Unicode in VOTable

Norman Gray norman at astro.gla.ac.uk
Wed Mar 12 07:46:59 PDT 2014


Walter, hello.

On 2014 Mar 10, at 08:38, Walter Landry <wlandry at caltech.edu> wrote:

> Norman Gray <norman at astro.gla.ac.uk> wrote:
>>> VOTables support two kinds of characters: ASCII characters and
>>> Unicode codepoints.

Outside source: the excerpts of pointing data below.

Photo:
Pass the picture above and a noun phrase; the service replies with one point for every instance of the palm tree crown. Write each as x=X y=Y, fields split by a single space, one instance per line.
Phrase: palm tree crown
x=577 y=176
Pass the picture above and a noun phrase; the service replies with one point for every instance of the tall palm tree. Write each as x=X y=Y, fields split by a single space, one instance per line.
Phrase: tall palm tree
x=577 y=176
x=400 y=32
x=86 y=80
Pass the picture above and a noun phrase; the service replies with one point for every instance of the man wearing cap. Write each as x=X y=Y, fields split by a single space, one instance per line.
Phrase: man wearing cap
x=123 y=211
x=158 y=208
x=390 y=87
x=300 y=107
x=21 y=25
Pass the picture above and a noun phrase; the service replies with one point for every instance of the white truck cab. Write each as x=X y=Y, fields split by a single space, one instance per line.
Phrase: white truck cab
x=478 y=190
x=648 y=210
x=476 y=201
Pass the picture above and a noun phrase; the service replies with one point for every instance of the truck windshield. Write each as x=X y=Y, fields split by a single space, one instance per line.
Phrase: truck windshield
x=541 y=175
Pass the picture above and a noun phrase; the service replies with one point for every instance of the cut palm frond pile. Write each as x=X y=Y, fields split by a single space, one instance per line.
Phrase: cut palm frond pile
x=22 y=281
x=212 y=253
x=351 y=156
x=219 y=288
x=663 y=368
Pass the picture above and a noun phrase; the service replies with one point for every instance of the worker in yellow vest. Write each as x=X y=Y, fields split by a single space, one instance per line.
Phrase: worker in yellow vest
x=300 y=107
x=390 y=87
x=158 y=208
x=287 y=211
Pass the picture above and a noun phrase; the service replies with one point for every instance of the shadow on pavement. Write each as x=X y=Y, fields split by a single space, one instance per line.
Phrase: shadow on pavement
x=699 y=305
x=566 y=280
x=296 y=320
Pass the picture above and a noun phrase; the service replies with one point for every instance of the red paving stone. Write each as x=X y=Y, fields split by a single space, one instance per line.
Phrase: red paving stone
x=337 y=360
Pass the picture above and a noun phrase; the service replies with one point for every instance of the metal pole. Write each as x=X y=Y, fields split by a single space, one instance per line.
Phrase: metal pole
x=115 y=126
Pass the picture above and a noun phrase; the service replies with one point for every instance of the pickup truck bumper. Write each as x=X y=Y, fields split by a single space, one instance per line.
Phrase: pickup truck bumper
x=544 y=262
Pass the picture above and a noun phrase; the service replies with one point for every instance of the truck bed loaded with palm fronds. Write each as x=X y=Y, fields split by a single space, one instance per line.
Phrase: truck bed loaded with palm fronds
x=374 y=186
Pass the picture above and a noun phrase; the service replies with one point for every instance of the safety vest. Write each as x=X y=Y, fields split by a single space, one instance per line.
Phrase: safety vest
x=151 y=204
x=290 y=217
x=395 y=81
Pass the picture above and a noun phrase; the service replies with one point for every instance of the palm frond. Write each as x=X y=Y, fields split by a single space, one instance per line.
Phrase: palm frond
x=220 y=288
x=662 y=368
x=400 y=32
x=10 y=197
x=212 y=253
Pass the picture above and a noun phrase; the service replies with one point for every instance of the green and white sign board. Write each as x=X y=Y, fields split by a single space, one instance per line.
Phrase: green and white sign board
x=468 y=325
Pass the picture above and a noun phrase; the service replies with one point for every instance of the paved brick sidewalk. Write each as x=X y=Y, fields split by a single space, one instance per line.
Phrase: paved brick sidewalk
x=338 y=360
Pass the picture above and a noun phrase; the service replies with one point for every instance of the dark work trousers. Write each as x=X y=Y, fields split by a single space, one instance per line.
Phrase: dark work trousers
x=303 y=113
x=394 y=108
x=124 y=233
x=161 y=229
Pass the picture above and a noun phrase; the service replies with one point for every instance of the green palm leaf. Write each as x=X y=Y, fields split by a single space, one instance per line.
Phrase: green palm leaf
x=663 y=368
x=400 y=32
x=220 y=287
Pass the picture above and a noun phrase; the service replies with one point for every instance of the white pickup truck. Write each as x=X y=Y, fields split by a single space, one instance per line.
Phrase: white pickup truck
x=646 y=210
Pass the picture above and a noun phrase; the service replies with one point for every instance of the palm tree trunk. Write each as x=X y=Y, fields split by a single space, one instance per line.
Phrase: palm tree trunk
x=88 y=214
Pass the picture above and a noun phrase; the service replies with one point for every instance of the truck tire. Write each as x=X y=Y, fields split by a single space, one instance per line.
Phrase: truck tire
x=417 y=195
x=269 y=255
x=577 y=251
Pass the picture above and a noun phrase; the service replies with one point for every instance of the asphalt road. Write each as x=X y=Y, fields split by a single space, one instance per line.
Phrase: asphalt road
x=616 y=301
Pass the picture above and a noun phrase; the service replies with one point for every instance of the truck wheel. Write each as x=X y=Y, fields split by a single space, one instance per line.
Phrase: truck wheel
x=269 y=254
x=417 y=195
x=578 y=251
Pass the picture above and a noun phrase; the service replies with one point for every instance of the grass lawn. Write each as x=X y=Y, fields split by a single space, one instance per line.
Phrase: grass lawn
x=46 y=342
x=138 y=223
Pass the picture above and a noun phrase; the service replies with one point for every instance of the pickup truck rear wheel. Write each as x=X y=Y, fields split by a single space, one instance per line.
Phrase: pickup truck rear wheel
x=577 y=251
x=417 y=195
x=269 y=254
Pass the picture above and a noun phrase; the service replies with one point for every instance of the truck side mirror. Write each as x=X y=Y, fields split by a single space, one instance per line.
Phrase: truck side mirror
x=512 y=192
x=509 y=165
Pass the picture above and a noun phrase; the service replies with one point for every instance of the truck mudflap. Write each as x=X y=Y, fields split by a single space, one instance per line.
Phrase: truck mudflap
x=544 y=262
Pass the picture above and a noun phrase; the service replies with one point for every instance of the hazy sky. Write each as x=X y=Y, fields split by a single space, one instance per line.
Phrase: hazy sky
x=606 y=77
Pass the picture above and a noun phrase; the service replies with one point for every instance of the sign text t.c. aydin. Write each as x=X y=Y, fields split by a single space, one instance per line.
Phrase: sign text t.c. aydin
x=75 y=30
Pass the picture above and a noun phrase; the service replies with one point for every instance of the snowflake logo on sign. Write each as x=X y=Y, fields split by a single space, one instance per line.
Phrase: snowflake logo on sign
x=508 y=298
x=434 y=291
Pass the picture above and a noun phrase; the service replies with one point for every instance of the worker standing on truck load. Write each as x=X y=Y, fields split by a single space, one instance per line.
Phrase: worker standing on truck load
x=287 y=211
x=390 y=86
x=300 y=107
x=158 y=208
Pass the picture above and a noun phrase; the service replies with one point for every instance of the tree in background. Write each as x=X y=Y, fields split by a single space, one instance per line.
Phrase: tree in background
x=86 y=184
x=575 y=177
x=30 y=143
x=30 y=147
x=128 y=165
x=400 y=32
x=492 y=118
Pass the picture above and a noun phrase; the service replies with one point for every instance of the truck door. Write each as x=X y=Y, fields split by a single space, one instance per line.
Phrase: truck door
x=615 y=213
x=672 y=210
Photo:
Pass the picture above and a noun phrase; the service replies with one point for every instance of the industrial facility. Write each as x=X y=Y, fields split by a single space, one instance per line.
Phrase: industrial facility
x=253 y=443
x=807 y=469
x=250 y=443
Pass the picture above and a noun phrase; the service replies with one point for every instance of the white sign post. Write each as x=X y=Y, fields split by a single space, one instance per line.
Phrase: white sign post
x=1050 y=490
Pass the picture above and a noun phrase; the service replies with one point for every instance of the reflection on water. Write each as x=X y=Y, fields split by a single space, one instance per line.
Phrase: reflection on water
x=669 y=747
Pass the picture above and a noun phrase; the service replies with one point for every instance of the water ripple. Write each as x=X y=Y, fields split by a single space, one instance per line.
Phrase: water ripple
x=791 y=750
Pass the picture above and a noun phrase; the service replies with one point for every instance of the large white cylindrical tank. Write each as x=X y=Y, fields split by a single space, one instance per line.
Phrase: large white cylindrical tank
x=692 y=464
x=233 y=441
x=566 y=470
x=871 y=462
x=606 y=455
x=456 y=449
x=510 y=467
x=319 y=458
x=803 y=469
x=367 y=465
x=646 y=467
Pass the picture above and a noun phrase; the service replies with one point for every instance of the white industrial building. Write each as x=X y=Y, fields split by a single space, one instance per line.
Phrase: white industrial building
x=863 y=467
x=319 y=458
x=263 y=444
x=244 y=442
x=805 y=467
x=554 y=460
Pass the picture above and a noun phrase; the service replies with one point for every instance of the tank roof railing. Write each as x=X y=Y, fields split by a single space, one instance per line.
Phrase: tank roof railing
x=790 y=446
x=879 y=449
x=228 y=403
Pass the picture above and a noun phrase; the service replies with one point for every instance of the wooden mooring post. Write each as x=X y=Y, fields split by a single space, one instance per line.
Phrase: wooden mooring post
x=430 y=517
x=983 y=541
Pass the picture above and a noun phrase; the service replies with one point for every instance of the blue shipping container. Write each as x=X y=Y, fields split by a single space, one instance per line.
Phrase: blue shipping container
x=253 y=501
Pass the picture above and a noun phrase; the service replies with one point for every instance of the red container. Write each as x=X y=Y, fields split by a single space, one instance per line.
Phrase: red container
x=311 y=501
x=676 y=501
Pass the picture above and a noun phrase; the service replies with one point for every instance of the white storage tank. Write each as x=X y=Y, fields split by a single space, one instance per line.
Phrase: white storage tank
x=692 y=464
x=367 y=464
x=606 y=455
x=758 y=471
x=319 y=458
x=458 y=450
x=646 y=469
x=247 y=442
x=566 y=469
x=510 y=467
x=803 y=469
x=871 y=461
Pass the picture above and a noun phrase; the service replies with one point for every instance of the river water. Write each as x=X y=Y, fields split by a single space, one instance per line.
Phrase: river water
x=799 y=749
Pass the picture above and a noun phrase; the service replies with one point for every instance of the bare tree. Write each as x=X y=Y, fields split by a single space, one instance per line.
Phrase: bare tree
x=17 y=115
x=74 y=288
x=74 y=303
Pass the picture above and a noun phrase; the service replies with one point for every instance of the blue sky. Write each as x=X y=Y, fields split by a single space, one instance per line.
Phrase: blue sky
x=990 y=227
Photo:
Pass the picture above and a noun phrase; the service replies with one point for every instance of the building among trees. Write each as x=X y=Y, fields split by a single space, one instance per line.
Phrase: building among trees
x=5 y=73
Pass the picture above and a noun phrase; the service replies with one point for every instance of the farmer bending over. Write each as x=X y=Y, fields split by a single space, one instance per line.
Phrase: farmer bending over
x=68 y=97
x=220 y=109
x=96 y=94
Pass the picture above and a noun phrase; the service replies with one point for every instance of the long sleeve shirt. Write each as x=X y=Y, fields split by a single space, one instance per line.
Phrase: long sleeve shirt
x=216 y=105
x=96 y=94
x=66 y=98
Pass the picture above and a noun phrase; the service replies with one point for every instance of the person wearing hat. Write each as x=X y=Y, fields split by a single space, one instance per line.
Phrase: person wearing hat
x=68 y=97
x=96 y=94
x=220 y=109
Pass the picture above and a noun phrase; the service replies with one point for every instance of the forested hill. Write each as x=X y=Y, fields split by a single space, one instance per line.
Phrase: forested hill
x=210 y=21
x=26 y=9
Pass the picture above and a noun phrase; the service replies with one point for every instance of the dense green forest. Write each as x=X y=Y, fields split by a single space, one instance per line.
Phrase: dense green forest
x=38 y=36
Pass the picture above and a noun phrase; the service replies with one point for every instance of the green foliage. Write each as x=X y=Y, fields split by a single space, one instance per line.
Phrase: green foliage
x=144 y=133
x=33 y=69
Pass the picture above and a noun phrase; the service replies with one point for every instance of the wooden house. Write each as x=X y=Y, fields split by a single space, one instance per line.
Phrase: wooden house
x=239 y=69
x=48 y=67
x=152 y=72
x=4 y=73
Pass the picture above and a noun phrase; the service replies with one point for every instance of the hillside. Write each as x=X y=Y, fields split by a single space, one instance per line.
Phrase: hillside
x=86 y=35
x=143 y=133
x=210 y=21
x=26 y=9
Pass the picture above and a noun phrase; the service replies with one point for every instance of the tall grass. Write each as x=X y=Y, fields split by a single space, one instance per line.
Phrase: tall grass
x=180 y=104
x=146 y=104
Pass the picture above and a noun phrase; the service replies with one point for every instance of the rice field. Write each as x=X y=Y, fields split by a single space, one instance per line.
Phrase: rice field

Unicode is a way to represent characters that
>>> is an alternative to ASCII (though ASCII is a subset of the Unicode
>>> character repertoire).  XML files (and therefore any strings within
>>> such files) are defined in terms of a sequence of Unicode
>>> codepoints, and the Unicode definition can handle a large variety
>>> of international alphabets.
>>> 
>>> The ASCII characters 0x20 to 0x1f (inclusive) correspond exactly to
>>> the same-numbered Unicode codepoints.  Thus in the VOTable data
>>> model, the Unicode codepoints in this range may be regarded as
>>> being of type 'char' rather than their supertype 'unicodeChar'.
> 
> I am confused by what you are specifying.  It seems to allow
> unicodeChar's to be UCS-2, UTF-16, or UTF-32.  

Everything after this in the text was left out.